An April 25, 2018 Forbes article spotlighted Max Tokarsky, who is giving the keynote address at the Alzheimer's-2018 International Conference in Rome, which brings together researchers focused on groundbreaking research on dementia and Alzheimer’s disease. According to the article, “Tokarsky said companies are burdened so tremendously with the costs of research and clinical trials that they are in effect giving up. He said research and clinical trials for one drug can easily cost researchers hundreds of millions of dollars. And the worst part is, he said, in many instances of disease treatment, a cocktail of drugs are needed.”

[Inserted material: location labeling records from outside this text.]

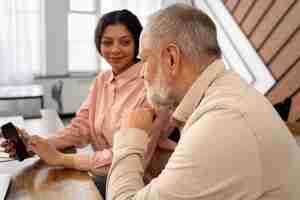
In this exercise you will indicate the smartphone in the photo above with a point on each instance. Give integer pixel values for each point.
(10, 133)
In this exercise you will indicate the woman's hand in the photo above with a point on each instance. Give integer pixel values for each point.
(45, 150)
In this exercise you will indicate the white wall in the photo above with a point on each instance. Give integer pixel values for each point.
(74, 92)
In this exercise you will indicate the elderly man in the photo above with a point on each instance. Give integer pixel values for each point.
(233, 144)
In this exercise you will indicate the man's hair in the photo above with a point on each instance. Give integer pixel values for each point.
(190, 28)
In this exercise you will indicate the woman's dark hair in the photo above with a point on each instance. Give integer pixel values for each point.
(124, 17)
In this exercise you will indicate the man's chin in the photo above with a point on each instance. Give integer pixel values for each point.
(159, 104)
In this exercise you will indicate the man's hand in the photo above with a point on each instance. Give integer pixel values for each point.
(45, 150)
(139, 118)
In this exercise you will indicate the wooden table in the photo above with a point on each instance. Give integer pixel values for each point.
(33, 179)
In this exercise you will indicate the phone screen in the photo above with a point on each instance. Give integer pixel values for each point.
(10, 132)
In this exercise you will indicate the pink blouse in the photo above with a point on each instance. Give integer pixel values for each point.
(99, 117)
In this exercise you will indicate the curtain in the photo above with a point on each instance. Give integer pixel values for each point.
(20, 39)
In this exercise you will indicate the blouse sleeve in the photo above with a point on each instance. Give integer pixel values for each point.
(77, 133)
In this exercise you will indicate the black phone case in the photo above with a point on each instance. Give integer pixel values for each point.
(10, 132)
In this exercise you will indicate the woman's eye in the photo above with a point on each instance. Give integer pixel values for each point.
(125, 42)
(106, 43)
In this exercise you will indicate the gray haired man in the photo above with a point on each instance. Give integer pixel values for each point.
(233, 144)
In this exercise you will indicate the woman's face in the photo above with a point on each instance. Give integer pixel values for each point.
(117, 47)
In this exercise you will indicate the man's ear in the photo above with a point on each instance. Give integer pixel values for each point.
(172, 55)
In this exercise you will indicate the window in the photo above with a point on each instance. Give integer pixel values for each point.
(21, 52)
(237, 50)
(82, 54)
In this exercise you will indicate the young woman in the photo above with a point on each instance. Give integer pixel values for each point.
(113, 93)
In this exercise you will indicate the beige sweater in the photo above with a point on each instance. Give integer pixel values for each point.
(233, 146)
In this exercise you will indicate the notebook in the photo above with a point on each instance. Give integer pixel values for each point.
(4, 184)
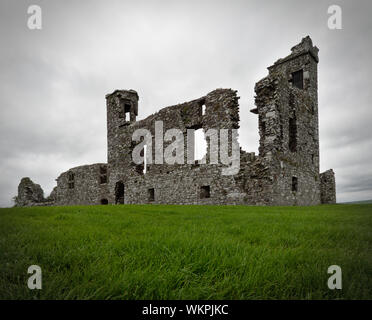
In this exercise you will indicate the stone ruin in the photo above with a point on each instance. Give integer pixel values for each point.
(285, 172)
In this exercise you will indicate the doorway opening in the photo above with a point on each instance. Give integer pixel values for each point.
(119, 193)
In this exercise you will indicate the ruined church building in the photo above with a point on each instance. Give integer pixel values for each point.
(285, 172)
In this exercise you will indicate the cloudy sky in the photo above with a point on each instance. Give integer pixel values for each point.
(53, 81)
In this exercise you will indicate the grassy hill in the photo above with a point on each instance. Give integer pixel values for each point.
(186, 252)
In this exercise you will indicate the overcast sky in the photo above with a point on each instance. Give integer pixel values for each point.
(54, 80)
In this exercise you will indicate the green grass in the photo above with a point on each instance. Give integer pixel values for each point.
(186, 252)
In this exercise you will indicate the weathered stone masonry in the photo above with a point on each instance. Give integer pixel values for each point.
(285, 172)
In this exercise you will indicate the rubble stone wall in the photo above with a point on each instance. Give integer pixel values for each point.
(285, 172)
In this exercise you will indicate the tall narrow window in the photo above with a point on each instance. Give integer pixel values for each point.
(127, 108)
(103, 174)
(292, 134)
(298, 79)
(294, 184)
(151, 194)
(200, 144)
(205, 192)
(144, 159)
(71, 180)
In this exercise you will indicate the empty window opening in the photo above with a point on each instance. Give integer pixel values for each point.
(103, 174)
(144, 159)
(298, 79)
(203, 109)
(294, 184)
(200, 145)
(292, 134)
(119, 193)
(71, 180)
(205, 192)
(263, 128)
(151, 194)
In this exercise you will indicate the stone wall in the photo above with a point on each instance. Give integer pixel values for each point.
(82, 186)
(285, 172)
(328, 187)
(29, 194)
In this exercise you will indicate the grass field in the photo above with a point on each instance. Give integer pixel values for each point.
(186, 252)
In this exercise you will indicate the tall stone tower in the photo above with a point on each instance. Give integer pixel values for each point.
(287, 108)
(122, 110)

An April 11, 2018 The Atlantic article, written by Dara Bramson, told the story of the dedication of her grandmother, Marjorie, to donate her brain to science. Marjorie, now 93, has dementia. According to the article, “Because of her dementia, I’ll never have the opportunity to talk more with my grandmother about her decision to be a donor. So I can only glean her motivation from conversations with those who know her best, my mother and grandfather. But at a recent book talk related to neuroscience, I met someone who—upon hearing about my research—introduced me to a 61-year-old donor, GeorgeHenry Keen. In a lively discussion, Keen explained that he decided to donate to ensure he could make positive contributions during and after life, a sentiment that captured what I believe guided my grandmother’s existence.”
An April 25, 2018 ABC 7 News broadcast segment featured Alzheimer’s advocate, journalist and author Maria Shriver speaking about her fight to end Alzheimer’s disease. About her brain health advocacy, “I’m very passionate about Alzheimer’s and about brain health. And I really think that the more we can step back and think about health holistically - our emotional health, our spiritual health, our mental health, our cognitive health, our financial health - all of these things, cause they play together… To be successful in your work, but have no kind of broader sense of you life, and don’t care about your health - I don’t think that’s success.”
This week, Being Patient launched their “Brain Talks” Facebook group - weekly live talks with experts in the field of dementia prevention and care. You'll get the chance to ask questions you can't find answers to anywhere else. The first talk is today with Dr. Ed Blonz at 8pm (EST), a nutrition researcher and assistant professor at University of California, San Francisco, on whether the ketogenic diet can promote brain health. Join the Facebook group for access to all the live talks.
An April 25, 2018 SBS News article spotlighted the work of researchers at James Cook University in Queensland on a drug to help people who suffer a traumatic brain injury. According to the article, "Repeated concussions from early years to mid-30s can lead to late-life disability, including dementia-like symptoms, post-traumatic stress disorder (PTSD), and other cognitive and neurological diseases, such as Alzheimer's disease.”